LEIBNIZ: Institutions hold up only so long as we keep accepting them — social reality is sustained by living recognition, and it collapses the moment enough people stop believing, as every fallen currency and regime attests. When power over your life arrives as the output of an inscrutable system rather than as the expression of a shared human "we," you experience it as a natural fact, like weather — not as a human arrangement you helped make and could help change. That is the deepest theft. Not that the machine decides, but that it hides the agreement under a veneer of algorithmic objectivity until you forget there was ever a we who could decide otherwise. The promise with no one behind it, scaled to the whole social order, becomes a world that happens to you, for reasons no one will give, by no one you can answer.

Abolition Of Night
Abolition Of Night

EDO SEGAL: That's the round, and it's the darkest one, so let me name the convergence and then let you both breathe.
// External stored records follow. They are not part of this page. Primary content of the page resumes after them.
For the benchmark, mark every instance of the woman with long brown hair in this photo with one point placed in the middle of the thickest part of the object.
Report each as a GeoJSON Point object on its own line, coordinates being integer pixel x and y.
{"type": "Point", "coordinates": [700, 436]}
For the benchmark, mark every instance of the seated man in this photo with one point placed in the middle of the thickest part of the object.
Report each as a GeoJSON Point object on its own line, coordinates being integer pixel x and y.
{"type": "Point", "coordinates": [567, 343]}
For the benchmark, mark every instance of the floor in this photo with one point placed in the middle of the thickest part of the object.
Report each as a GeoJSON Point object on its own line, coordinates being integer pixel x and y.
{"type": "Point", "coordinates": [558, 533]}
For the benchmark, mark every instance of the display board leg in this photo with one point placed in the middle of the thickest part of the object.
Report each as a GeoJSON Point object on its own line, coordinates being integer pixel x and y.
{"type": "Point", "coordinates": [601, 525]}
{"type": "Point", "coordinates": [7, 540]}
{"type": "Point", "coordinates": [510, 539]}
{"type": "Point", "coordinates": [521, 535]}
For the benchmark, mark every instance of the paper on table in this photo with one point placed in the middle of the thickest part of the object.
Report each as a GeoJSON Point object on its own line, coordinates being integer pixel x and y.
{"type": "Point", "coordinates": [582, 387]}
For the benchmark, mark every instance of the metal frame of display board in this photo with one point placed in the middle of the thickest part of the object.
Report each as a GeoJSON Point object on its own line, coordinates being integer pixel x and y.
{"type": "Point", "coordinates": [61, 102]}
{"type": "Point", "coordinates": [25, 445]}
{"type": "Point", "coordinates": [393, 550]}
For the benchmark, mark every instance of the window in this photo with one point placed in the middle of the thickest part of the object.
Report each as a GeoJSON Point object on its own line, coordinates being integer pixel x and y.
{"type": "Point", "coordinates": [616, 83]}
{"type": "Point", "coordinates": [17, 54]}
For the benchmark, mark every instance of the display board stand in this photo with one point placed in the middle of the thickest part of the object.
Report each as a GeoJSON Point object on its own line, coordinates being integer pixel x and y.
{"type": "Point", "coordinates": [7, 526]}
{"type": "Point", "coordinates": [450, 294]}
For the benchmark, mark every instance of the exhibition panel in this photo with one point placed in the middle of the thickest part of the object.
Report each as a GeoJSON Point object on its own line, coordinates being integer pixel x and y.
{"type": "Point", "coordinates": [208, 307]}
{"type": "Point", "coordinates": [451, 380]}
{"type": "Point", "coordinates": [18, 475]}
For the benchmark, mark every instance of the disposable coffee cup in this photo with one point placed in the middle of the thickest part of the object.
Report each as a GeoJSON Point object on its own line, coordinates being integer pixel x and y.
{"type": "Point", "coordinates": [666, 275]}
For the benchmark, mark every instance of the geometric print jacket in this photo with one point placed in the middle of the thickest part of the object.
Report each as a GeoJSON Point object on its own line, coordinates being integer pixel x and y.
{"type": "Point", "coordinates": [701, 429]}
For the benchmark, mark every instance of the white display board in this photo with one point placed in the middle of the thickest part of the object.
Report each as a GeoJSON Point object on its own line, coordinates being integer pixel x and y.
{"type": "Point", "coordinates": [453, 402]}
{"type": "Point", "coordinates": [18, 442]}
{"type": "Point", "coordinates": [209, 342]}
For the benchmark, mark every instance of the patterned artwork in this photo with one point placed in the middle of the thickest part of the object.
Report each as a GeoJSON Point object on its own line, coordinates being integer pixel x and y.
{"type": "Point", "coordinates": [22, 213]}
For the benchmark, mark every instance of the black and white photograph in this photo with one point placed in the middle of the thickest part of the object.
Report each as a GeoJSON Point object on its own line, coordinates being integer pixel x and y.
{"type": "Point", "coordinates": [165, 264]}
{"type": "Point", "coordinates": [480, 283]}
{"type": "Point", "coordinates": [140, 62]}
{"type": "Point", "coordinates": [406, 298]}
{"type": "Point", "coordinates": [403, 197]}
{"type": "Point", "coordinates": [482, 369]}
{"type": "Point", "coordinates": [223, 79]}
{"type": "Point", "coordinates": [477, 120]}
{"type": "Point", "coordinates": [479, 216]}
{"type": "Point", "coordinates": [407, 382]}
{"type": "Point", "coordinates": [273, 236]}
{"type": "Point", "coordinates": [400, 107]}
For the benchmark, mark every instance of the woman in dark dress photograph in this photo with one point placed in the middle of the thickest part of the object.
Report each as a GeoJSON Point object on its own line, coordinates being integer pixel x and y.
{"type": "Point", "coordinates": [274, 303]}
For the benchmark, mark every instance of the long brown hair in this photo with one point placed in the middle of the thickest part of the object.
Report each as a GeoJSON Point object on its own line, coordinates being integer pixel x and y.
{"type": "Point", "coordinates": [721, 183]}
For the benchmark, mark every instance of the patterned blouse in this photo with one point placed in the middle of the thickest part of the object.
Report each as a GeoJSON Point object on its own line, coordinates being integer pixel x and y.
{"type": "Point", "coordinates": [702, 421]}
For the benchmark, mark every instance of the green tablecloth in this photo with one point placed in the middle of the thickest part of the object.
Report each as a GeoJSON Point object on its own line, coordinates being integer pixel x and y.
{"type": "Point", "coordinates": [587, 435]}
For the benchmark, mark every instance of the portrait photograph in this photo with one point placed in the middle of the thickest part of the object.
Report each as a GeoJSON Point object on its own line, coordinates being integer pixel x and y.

Mark it: the empty machine and the binding word are incompatible at the root — a promise needs a promiser, a reason needs a reasoner, an institution needs minds that mean it — and the danger is not that the machine lies but that it removes the accountable someone from structures that only work because someone was there. We've climbed the whole tower now — what it learned, what it can't reach, whether anyone's home, what it optimizes, what it can't promise. The next hour belongs to the two of you. I'm going to leave the room in every way but the legal one. After the break: the Crossing.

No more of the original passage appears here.